To be honest, deep down I knew that this high-carb raw-vegan approach wasn’t working or sustainable, as I can’t even begin to describe the way that my body felt being deprived of dietary fat for so long. Yet, I was more terrified of experiencing another candida overgrowth and ignored what I was feeling and what should have been the obvious side effects.
And that’s the hold that fear can have over you. While knowing in the back of your mind that something is off, you continue to ignore your intuition due to a fear of something else.
What I had sacrificed to clear this overgrowth was the quality of my skin as I was constantly breaking out in cystic acne. My oral health, resulting in cavities. Weight gain. A shit ton of money. A constant feeling of being unsatisfied mentally and physically as my diet was so restrictive. And ultimately, what could have been my hormonal health if I would have continued down this path.
Looking back, I now realize that I could have simply reduced my fat intake and still ate like a regular person. But I didn’t. It wasn’t even a thought that crossed my mind.
Over time, I grew out of these orthorexic tendencies but can still see how they come up now and again.
Such as the fear of indulging on sweets like ice cream. While I don’t always feel this fear when I indulge, in those moments when I do, I simply remind myself to be kind and patient with myself. Not only that, but throughout the day, I eat a fairly balanced diet and exercise regularly; indulging now and again isn’t going to hurt me or set me back on my goals. It’s a matter of keeping things into perspective and that’s what I try my best to do.
You can chalk this up to trial and error, which ultimately I do. To be honest, I was happy at that time; I loved making food back then and I still do now. The only difference being is that I changed my relationship with food, which I think is extremely important to work on. I believe that framing your relationship with food in a mindset of fear and restriction is a dangerous one to build.
I’m incredibly passionate when it comes to health and fitness and sharing my experiences, but I also believe in transparency and being able to say that:
A) I was wrong about something (I.e., raw foods, among other things) B) You can still be unhealthy being vegan, it is not a cure-all diet C) Maybe what I was doing wasn't the healthiest, after all
I think transparency is important, not only in being honest with you but to also help you. Knowing what I know now, I wouldn’t want anyone to go through these types of diets and struggle the way that I did. I use it as not only as a learning experience for myself but hope that you do as well.
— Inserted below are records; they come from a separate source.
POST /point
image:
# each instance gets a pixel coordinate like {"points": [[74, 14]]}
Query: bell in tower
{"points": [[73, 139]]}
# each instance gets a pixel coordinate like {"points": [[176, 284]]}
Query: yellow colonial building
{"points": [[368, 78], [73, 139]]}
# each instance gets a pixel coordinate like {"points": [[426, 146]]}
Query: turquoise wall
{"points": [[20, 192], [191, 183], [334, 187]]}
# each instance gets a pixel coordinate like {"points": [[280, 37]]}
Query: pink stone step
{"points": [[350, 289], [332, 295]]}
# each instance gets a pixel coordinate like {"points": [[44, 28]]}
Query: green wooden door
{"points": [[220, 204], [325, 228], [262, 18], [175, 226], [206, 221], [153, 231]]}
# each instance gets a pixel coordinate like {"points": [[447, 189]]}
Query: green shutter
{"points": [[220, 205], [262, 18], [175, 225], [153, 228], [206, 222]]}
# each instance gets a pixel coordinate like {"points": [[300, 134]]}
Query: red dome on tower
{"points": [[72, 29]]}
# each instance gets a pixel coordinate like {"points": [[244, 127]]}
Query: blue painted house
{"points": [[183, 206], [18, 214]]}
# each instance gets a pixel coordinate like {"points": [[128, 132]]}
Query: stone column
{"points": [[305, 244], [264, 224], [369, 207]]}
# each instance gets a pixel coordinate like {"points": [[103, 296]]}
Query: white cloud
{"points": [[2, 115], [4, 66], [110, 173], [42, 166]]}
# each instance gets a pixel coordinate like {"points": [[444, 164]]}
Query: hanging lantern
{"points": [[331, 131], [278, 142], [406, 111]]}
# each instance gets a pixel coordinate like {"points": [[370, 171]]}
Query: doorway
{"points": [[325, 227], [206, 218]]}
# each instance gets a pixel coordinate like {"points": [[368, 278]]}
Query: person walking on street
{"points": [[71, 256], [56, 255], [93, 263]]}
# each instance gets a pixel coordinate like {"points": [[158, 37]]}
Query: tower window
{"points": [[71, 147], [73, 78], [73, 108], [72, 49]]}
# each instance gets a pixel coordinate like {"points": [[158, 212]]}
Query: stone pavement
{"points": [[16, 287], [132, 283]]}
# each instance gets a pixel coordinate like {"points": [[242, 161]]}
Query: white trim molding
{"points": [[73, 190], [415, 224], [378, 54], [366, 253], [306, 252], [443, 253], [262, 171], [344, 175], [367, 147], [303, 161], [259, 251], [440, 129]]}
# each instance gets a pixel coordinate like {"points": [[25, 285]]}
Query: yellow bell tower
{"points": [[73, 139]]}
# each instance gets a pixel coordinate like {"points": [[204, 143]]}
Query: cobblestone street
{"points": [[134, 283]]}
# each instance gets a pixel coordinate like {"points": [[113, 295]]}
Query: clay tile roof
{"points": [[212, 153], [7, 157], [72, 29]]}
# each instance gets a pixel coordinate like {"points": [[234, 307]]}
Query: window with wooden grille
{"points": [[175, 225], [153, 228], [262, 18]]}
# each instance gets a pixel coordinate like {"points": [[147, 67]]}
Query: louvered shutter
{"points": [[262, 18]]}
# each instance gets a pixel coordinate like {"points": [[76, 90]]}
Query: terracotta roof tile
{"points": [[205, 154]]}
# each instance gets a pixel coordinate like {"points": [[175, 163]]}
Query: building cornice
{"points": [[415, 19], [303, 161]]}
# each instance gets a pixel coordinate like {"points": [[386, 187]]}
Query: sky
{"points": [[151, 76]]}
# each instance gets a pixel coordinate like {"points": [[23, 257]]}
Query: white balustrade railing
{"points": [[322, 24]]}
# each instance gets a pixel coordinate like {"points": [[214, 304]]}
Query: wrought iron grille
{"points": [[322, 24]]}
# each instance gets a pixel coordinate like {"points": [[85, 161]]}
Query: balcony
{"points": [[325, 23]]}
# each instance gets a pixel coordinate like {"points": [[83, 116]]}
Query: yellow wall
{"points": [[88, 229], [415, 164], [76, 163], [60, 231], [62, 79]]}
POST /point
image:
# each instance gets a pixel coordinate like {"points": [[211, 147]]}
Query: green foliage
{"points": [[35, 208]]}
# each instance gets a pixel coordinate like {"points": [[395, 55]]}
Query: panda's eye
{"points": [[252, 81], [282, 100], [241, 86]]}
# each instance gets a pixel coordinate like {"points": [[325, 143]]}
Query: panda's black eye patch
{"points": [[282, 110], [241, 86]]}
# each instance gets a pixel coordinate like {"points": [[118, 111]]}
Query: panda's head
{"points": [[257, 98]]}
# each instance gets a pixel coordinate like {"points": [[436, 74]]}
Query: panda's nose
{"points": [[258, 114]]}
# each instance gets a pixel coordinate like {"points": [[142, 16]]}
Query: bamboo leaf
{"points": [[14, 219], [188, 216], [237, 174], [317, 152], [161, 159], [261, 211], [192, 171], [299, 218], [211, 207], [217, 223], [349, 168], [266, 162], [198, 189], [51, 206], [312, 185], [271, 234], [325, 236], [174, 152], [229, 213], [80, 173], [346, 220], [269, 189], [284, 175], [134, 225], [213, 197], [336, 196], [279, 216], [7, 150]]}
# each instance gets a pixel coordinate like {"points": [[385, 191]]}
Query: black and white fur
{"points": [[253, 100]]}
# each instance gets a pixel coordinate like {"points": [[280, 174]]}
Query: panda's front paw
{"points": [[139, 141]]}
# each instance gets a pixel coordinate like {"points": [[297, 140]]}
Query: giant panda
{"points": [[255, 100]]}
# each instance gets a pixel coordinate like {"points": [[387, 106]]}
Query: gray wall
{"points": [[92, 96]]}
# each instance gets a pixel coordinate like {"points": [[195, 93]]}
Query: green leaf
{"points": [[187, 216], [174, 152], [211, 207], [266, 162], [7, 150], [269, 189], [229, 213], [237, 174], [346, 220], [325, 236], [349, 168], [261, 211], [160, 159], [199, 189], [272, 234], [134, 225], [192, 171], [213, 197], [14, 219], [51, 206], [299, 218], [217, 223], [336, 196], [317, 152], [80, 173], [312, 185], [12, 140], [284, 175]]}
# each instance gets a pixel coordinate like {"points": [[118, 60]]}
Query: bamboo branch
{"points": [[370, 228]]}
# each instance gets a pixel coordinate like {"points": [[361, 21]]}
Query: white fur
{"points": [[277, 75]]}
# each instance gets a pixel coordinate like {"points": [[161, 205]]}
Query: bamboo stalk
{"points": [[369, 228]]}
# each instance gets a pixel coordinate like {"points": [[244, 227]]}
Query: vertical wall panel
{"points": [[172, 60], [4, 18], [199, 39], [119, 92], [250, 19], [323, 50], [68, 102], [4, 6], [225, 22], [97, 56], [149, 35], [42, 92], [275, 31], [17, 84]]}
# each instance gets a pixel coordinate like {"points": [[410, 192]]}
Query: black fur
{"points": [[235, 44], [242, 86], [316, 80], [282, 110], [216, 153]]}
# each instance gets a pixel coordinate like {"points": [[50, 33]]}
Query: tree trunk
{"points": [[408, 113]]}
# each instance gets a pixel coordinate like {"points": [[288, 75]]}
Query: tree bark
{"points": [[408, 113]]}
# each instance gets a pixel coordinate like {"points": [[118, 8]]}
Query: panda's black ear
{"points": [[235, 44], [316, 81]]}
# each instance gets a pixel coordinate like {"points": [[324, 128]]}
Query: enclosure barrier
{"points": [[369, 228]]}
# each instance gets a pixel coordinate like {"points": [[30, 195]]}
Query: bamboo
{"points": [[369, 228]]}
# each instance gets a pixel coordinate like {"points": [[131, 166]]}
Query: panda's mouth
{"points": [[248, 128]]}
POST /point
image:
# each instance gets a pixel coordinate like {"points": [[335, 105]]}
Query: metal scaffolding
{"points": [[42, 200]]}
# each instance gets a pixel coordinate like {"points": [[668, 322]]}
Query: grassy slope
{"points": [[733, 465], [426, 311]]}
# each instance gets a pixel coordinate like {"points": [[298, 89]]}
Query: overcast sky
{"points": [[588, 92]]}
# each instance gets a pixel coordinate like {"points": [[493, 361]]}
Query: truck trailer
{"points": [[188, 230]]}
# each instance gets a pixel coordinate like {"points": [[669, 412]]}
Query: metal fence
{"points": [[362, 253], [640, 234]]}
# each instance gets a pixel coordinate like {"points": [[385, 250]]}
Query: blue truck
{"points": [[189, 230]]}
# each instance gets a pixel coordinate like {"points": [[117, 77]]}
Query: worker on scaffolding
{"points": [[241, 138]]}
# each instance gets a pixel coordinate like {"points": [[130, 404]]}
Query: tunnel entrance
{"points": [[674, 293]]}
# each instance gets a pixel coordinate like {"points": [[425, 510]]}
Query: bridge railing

With the constant promotion of fad and unhealthy diets in the media, I can easily see how one can become fixated on food and develop an unhealthy relationship with it; I see it all the time, especially when it comes to the Keto diet and weight loss. Not only that but how one can get caught in the never-ending cycle of yoyo dieting, which is why I encourage you to do your research rather than blindly following what is being promoted, as I once did.
That was a huge takeaway for me. Do your dang research!
Lastly, if you find that you are struggling with disordered eating, your health, fitness, you name it, consider seeking professional guidance whether that's from a counselor, dietitian, doctor, personal trainer or someone that you can confide without judgment.